A common theme is emerging in the junior resource sector. Companies with cash are being told to "keep their powder dry". Survival is the name of the game. While we like the plucky optimism of most junior companies (as opposed to the creeping arrogance of many over funded under qualified management groups), there is no reason for investors to be putting money into a company that is hunkering down for two plus years of care and maintenance.

The global financial crisis has hit the resource sector hard. A powerful commodity bull market started in 2003 and most investors were expecting historical returns. Jim Rogers was consistently saying "Throughout history, bull markets in commodities have lasted a long time. They’ve averaged about 18 years or 19 years. The shortest I could find was fifteen years; the longest was 23 years." There is a long wait between sustainable demand for a commodity and the development of new supplies. It takes about 10 years for a mine to be discovered, financed, permitted, and built. The recent commodity cycle was interrupted after only 5 years.

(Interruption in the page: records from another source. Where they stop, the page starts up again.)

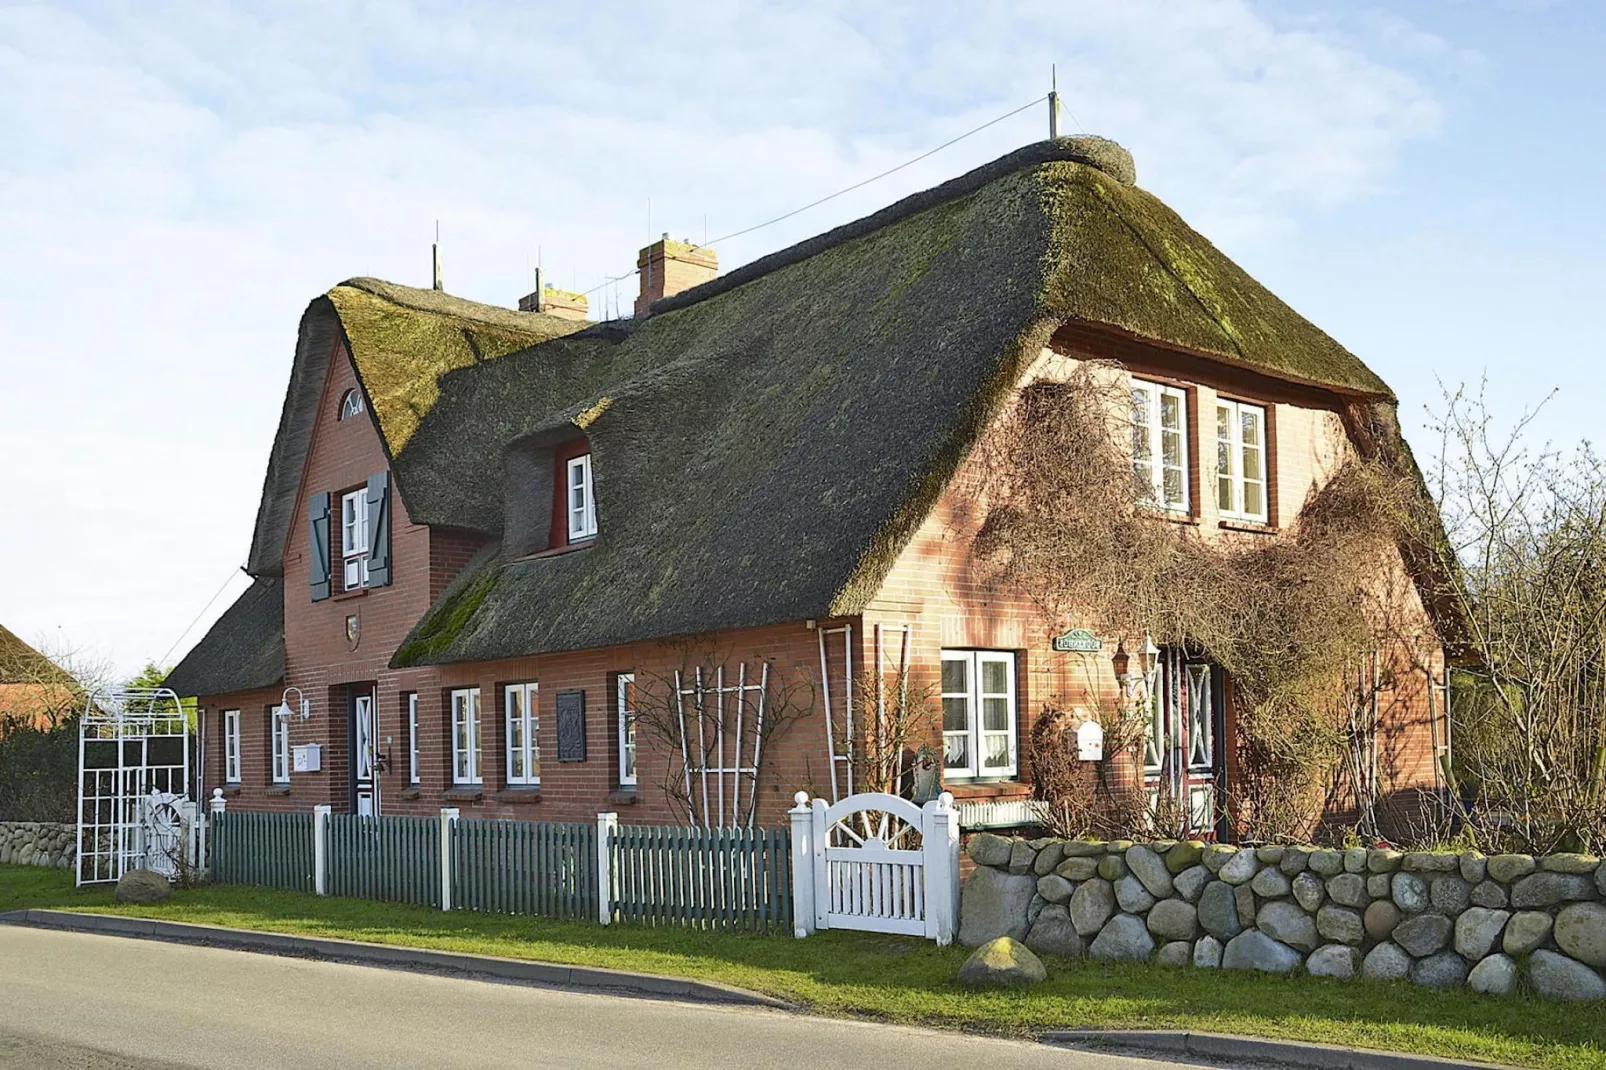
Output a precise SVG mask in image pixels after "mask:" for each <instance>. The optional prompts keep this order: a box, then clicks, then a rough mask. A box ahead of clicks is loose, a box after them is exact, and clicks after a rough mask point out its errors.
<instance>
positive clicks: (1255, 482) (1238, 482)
mask: <svg viewBox="0 0 1606 1070" xmlns="http://www.w3.org/2000/svg"><path fill="white" fill-rule="evenodd" d="M1246 413H1253V415H1254V416H1256V419H1257V426H1259V439H1261V442H1259V443H1257V445H1254V447H1249V448H1253V450H1256V451H1257V453H1259V464H1257V471H1256V472H1245V471H1243V468H1245V466H1243V453H1245V445H1243V416H1245V415H1246ZM1222 416H1225V418H1227V429H1225V431H1227V434H1225V435H1222ZM1267 418H1269V413H1267V410H1266V406H1264V405H1251V403H1248V402H1233V400H1229V398H1216V508H1217V509H1219V511H1221V514H1222V516H1224V517H1229V519H1233V521H1251V522H1254V524H1269V522H1270V511H1272V493H1270V458H1269V453H1270V443H1269V440H1267V439H1269V434H1267V431H1269V419H1267ZM1224 484H1225V490H1227V500H1229V501H1227V504H1222V488H1224ZM1246 484H1259V487H1261V509H1259V513H1251V511H1248V509H1245V508H1243V498H1245V485H1246Z"/></svg>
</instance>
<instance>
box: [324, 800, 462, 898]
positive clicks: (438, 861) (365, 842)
mask: <svg viewBox="0 0 1606 1070" xmlns="http://www.w3.org/2000/svg"><path fill="white" fill-rule="evenodd" d="M328 852H329V874H328V880H329V895H344V896H350V898H360V900H384V901H387V903H414V905H418V906H440V818H400V816H397V818H392V816H384V818H360V816H357V815H349V813H336V815H329V847H328Z"/></svg>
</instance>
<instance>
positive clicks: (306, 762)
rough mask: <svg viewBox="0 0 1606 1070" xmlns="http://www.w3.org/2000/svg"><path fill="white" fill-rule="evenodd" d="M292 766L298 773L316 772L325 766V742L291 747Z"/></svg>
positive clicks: (291, 761) (291, 759)
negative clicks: (322, 743) (296, 746)
mask: <svg viewBox="0 0 1606 1070" xmlns="http://www.w3.org/2000/svg"><path fill="white" fill-rule="evenodd" d="M291 768H292V770H294V771H296V773H316V771H318V770H321V768H323V744H302V745H299V747H291Z"/></svg>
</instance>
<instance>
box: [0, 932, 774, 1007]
mask: <svg viewBox="0 0 1606 1070" xmlns="http://www.w3.org/2000/svg"><path fill="white" fill-rule="evenodd" d="M0 922H3V924H10V925H27V927H32V929H64V930H71V932H88V933H101V935H108V937H133V938H140V940H162V941H165V943H190V945H202V946H209V948H228V950H233V951H254V953H259V954H284V956H294V958H313V959H329V961H332V962H353V964H358V966H379V967H387V969H403V970H426V972H434V974H440V972H446V974H466V975H477V977H490V978H495V980H506V982H520V983H527V985H528V983H533V985H556V986H560V988H613V990H625V991H633V993H641V994H646V996H658V998H666V999H689V1001H695V1003H724V1004H737V1006H750V1007H774V1009H781V1011H795V1007H793V1006H792V1004H789V1003H787V1001H784V999H776V998H774V996H764V994H761V993H756V991H747V990H745V988H736V986H734V985H719V983H716V982H695V980H687V978H684V977H665V975H662V974H636V972H631V970H615V969H605V967H599V966H562V964H557V962H533V961H527V959H503V958H495V956H488V954H464V953H459V951H434V950H429V948H398V946H390V945H382V943H360V941H357V940H336V938H331V937H297V935H291V933H283V932H260V930H255V929H225V927H223V925H198V924H193V922H167V921H156V919H151V917H125V916H122V914H77V913H71V911H42V909H26V911H10V913H0Z"/></svg>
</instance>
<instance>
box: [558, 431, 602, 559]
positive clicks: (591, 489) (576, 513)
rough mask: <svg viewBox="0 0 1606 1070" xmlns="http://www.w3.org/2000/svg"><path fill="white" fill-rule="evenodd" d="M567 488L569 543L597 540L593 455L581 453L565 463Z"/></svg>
mask: <svg viewBox="0 0 1606 1070" xmlns="http://www.w3.org/2000/svg"><path fill="white" fill-rule="evenodd" d="M564 468H565V480H564V485H565V487H567V492H569V493H567V498H565V500H567V516H569V541H570V543H578V541H581V540H586V538H596V533H597V501H596V490H594V488H593V484H591V455H589V453H581V455H580V456H572V458H569V459H567V461H564Z"/></svg>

In, January 2009 most major mining companies have cut their staff by 5-10% and their uneconomic mines are being closed. Projects that were going into the mine construction phase have been mothballed as there was no money forthcoming to pay for the construction. If demand for metals returns (and history indicates that it will), there will be a large time lag to recommission recently closed mines. It can take 6 months or longer to put together a technical team capable of running or constructing a mine. The decision to proceed will require a sustained period of higher commodity prices. The global economy will have to wait a few years before new commodity supplies become available. We are witnessing a swift destruction of commodity supplies.

The drill bit provides the hope of discovery. That is what excites investors who often care little about the difference between an anomaly, discovery, or economic ore deposit. When the money is flowing junior companies spend it on drilling. Unfortunately, skyrocketing costs and diminishing productivity were creating a large sinkhole for investors. An experienced driller can out perform a novice by 50-100%. Some exploration programs came back with no drill results at all because of inexperienced field workers.

Many companies were strong armed into drilling by their "investors" with little time for targeting or reinterpretation of old data. The boom and bust cycles of the junior resource sector make continuity an unaffordable luxury. Geologists and geophysicists are continually dusting off old projects completed by others with precious little time to incorporate new exploration methods or interpretations. The recent correction of the commodity bull market has given investors a great opportunity. Marginal companies are disappearing, and the strong ones are gaining a greater share of investors attention.

It is time for resource investors to regroup. The shares of companies with stellar management teams and strong projects are trading for less than their cash value. The strongest companies with the best projects will bounce back quickly when demand for commodities return. Do you research on junior resource stocks when they are unloved and under followed. You will be ahead of the crowd.